Most of its core principles have merit and warrant similar bipartisan backing in the upper chamber of the state Legislature. Among its most notable provisions to make Ohio’s network of prisons safer for correction officers, staff members, visitors and inmates themselves include:
● Requiring a sentence of life in prison without parole if an inmate murders an employee.
● Requiring a seven-year sentence for inmates who commit a felonious assault against correctional officers. It is noteworthy and appropriate that such a sentence must be consecutive to time already being served, not concurrent with it as that would effectively result in no added punishment.
● Requiring a three-year sentence for throwing bodily fluids, such as inmate urine, at officers, an offense that according to witnesses at recent hearings on the bill sometimes goes totally unpunished.
The legislation also includes a provision to strengthen drug smuggling into prisons by allowing higher-ranking staff members to immediately detain individuals bringing illicit narcotics into the lockups. It also mandates K-9 units in all prisons to expedite detection of drugs. Considering drug use by inmates often fuels disruptive and violent behavior, such protocols should have been in place long ago.
In a broader sense, allowing drug-sniffing dogs in prisons “will serve as an invaluable resource for officer safety, threat prevention and contraband detection, thereby making Ohio’s prisons safer,” Darren Price of the Emergency Management Division of the Department of Public Safety and the Department of Rehabilitation and Correction testified in support of the bill.

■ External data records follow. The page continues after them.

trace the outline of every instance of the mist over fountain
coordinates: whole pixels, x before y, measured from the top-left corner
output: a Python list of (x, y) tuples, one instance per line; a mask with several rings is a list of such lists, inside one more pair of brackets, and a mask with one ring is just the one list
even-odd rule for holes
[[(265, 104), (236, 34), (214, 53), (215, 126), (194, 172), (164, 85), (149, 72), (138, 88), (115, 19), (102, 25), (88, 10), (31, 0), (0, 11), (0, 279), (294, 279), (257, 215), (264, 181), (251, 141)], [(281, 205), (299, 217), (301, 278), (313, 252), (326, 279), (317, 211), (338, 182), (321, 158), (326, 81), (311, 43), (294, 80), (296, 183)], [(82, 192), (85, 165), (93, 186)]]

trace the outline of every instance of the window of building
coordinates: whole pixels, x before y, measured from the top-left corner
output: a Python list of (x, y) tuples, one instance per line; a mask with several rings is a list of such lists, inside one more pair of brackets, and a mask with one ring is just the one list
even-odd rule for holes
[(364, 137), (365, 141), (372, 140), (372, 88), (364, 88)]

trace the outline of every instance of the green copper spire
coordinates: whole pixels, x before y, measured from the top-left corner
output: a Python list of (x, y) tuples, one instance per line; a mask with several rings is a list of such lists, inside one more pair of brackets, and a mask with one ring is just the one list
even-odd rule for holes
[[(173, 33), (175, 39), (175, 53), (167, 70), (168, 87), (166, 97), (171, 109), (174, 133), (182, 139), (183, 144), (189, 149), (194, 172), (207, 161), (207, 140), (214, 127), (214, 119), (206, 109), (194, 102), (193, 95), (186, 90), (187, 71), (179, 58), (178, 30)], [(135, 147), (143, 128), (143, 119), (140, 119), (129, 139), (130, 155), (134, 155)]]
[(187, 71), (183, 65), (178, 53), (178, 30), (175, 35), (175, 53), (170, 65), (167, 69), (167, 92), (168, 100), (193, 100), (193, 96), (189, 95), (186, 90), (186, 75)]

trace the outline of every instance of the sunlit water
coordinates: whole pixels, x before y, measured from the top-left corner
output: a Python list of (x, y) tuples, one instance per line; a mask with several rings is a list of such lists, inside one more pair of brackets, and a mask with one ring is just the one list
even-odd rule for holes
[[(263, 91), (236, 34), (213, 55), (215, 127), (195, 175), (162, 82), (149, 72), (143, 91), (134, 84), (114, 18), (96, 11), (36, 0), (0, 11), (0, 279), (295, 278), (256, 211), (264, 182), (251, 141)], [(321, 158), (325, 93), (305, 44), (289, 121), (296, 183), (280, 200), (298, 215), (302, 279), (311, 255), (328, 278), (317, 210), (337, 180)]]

Jeffrey Noble, a retired warden who worked 33 years in state prisons, reinforced the dire need for the strict Andy’s Law reforms in his testimony in support of the bill: “The Ohio prison system had normalized violence and drug possession / usage in the prisons in the last seven years. The language in this law would make changes to reverse that trend.”
For all of its stellar assets, however, Andy’s Law is not without its liabilities. Several representatives of institutions ranging from the American Civil Liberties Union of Ohio, Returning Citizens and the Ohio Public Defenders Office found flaws in some of the less publicized tenets deep inside the bill.
One of those valid criticisms lies in HB 338’s destruction of higher education and some vocational rehabilitation training for Ohio’s higher security prisons.
Considering that prison life represents a mix of punishment, confinement and rehabilitation, the House-passed version of Andy’s Law would strike a blow at that latter goal. As Gary Daniels, legislative director for the Ohio ACLU, told state legislators, the more likely outcome of HB 338 is “people exiting Ohio’s prison system less equipped to adjust to outside life, find employment and keep themselves out of further trouble.”
Results from studies conducted by the RAND Corp. and the Vera Institute of Justice support Daniels’ assertions. Those studies showed a 43% to 66% reduction in recidivism among people who accessed higher education opportunities while incarcerated. Such programs, the studies concluded, save taxpayer dollars, reduce recidivism and make communities safer.
We therefore urge state senators to tweak House Bill 338 by removing the ban on educational and retraining opportunities for prisoners. Once doing so, senators should approve and Gov. Mike DeWine should sign Andy’s Law into Ohio law to make Buckeye State jails and prisons safer and to ensure Andrew Lansing’s death will not have been in vain.